In the field of literature over the years, the maturation of the perception of artistic creation has evolved, in a particular way, in the manner of a broken path or perhaps a circular one through the empire of historical facts. I did not experience this impact of history on my perception of art with regard to painting, as I did in the field of letters. A strong preference for the social value of literary creation in the years of democracy, gives way to an obsessive look at the style and formal aspects of the text, such as who is looking for a secret and esoteric figure to explain creation, in the times of military dictatorship, which later ceased to predominate together with the de facto regime, and gave way to the progressive and constant preference again for the valuation of literature as a special social art.

 

On the other hand, in the course of the twentieth century, the perception of literature was captured by the successive developments of naturalism, impressionism, expressionism and surrealism brought by the avant-gardes, which although on the one hand enriched with new nuances the representation of reality, alternatively incorporating new dimensions of it, on the other hand emptied it of content, because they circumscribed it to the subjective.
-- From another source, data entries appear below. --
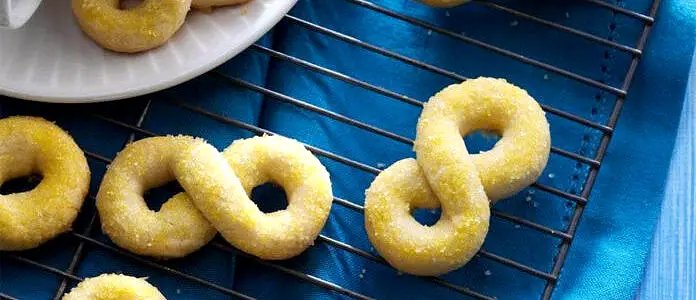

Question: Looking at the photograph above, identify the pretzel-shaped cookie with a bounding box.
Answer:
[97,136,333,259]
[61,274,166,300]
[365,78,551,275]
[0,116,90,250]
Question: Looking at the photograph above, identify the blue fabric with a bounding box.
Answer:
[0,0,696,299]
[231,1,694,299]
[636,44,696,299]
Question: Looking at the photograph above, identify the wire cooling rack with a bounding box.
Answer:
[0,0,660,299]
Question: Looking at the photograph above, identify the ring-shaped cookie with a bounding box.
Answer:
[72,0,191,53]
[0,117,90,250]
[97,136,216,258]
[365,78,550,275]
[61,274,166,300]
[174,136,333,260]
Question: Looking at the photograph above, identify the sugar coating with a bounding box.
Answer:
[365,78,550,276]
[173,136,333,260]
[0,117,90,250]
[422,78,551,202]
[419,0,471,7]
[72,0,191,53]
[96,136,216,258]
[62,274,166,300]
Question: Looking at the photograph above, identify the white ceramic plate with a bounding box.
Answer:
[0,0,297,103]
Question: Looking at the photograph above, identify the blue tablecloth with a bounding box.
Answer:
[0,0,696,299]
[639,47,696,299]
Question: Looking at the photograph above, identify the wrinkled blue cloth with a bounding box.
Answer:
[0,0,696,299]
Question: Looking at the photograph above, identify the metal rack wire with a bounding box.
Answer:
[0,0,660,299]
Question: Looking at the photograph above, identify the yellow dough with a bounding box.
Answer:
[97,136,216,258]
[72,0,191,53]
[365,78,551,275]
[191,0,251,12]
[174,136,333,259]
[97,136,333,259]
[62,274,166,300]
[0,117,90,250]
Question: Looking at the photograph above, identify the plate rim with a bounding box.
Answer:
[0,0,298,104]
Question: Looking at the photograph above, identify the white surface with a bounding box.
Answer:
[0,0,297,103]
[0,0,41,29]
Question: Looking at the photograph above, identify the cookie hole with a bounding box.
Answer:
[251,182,288,213]
[411,208,442,226]
[118,0,145,10]
[0,174,43,195]
[464,130,500,154]
[144,181,184,211]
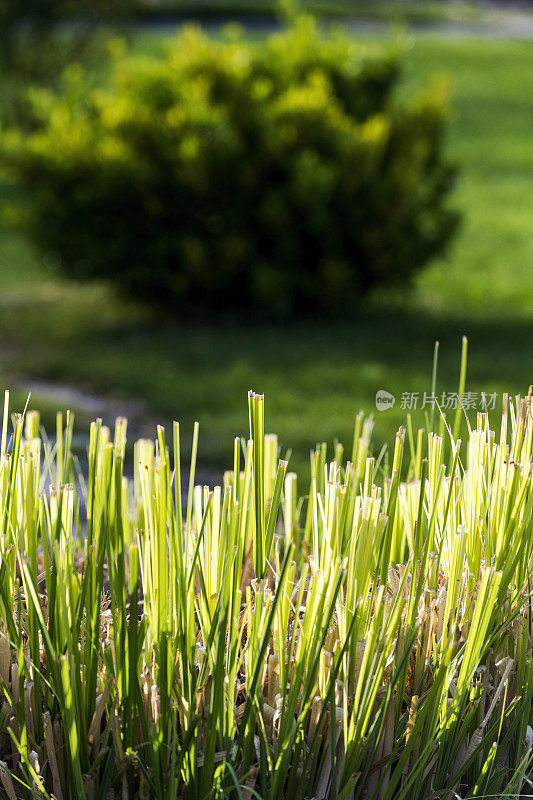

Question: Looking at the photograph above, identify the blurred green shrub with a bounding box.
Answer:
[1,18,457,316]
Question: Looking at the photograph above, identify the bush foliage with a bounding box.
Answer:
[2,18,457,316]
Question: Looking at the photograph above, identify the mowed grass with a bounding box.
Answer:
[0,38,533,468]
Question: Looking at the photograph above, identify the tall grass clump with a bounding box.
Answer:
[0,372,533,800]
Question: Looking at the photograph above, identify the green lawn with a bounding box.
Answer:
[0,38,533,476]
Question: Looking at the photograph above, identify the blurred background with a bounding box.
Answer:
[0,0,533,475]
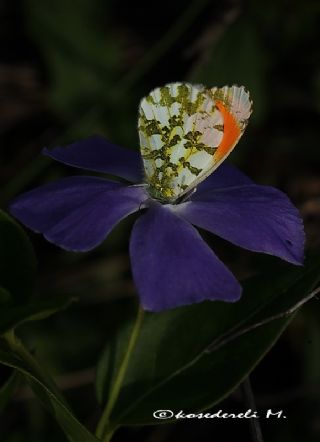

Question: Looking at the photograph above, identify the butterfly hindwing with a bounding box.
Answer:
[139,83,251,202]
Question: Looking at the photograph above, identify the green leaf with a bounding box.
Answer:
[0,348,98,442]
[191,15,269,121]
[0,370,21,414]
[25,0,121,117]
[96,262,320,431]
[0,296,73,335]
[0,210,36,301]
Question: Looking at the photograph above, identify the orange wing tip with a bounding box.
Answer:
[214,101,241,162]
[212,85,252,132]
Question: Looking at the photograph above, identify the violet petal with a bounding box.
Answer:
[130,203,241,311]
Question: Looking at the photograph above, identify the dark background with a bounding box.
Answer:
[0,0,320,442]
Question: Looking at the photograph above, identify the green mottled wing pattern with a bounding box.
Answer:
[138,83,251,202]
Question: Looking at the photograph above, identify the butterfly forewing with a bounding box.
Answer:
[139,83,251,202]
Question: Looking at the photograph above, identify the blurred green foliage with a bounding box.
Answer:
[0,0,320,442]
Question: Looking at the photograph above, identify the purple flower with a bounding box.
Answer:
[10,83,304,311]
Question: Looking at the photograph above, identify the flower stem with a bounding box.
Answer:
[241,376,263,442]
[96,306,144,442]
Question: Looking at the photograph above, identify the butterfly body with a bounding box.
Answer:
[139,83,251,203]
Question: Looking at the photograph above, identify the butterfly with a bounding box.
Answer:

In this way, in literature realism was spared, paradoxically, since it wielded the need to represent reality as it is presented in the immediacy of the present to writers and their characters.

 

Finally, just as I was able to understand it after my pastel painting exercises, I also understood it with respect to literature: in the immediacy, thought becomes abstract and is partly consumed on the surface of contemporary perception. The reality of life is represented in a surrealist vision as a game in which the objective dimension and the dimensions of dreams, the subconscious and chance are correlated, for example, in the novel Hopscotch by Cortázar. Or, realism becomes magical when it becomes impregnated with the suggestive pre-modern sensibility of the American peoples in the novel One Hundred Years of Solitude by García Márquez. Or, realism becomes a challenge to acculturation and option for a reality represented from the point of view of the American indigenous worldview in the writing of the newspaper and novel El zorro de arriba y el zorro de bajo by José María Arguedas.

 

Today I can, beyond the influences of contemporary sensibilities, value realism in art, as a virtuous effort to represent "the immediacy of life, but as a surface embodied in life in all its essential determinations" (Lukács), not only as a subjectively perceived element, but as a totality that is permanent in time. This art that manages to capture a categorical, resounding, absolute image of life in time, shocking, as was that night in the Cajón del Maipo the image of the cows that emerged divine and absolute from nowhere in the dense fog.